The U.N. is a big force in the world of women’s rights, launching and funding campaigns around the world. Its high-profile He for She campaign is led by Emma Watson.

U.N. Women, the U.N. department that works to achieve gender equality, points its Twitter followers to dismal statistics about the global lack of female CEOs. Such as with this tweet about the situation in the U.S.

.@Forbes list of America's most powerful CEOs under 40 only includes one woman: http://t.co/8NWHTlgTRX

And this one about India.

How many CEOs of top companies are women? http://t.co/cgDc5PSt5V via @the_hindu @ilo #genderequality #business #management

Seriously, even Norway?

On #Norway's gender quotas, @WSJ says: "Just don't ask about CEOs" http://t.co/TXxQu344sh

But the U.N. itself has never had a woman in its top job, that of secretary general.

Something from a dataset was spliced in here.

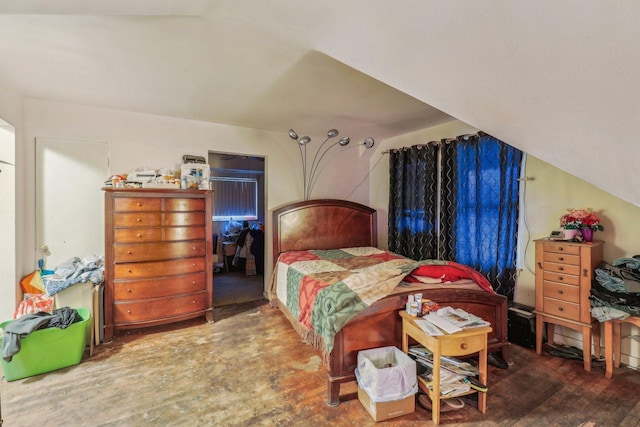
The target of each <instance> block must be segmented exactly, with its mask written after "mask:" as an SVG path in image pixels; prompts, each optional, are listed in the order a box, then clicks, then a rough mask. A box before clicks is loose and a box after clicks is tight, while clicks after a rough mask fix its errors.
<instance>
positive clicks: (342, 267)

Equality Now, a global women's rights organisation, has launched a campaign to encourage the U.N. to pick a woman when it elects a new boss next year.

The campaign is asking people to petition the countries that make up the U.N. Security Council, which traditionally selects a candidate who is then ratified by the other U.N. member states, to support female candidates. Ban Ki Moon, the eighth secretary general in the U.N.'s 70-year history, will step down at the end of 2016.

The Equality Now campaign says the U.N. has too few women in top jobs overall, pointing to a U.N. assessment of its staff in 2013 that says women make up just 27–30% of its top two professional tiers.

The U.N. is still doing much better than many private companies in this regard though. A CNN study last month of hundreds of the biggest companies listed on U.S. stock markets showed that women occupied around 14% of the top-level jobs. They make up less than 9% of the executive directors at the biggest listed companies in the U.K. and hold less than a quarter of board positions, according to a report last month cited by the Financial Times.

So maybe we will see a woman at the head of the U.N. before long.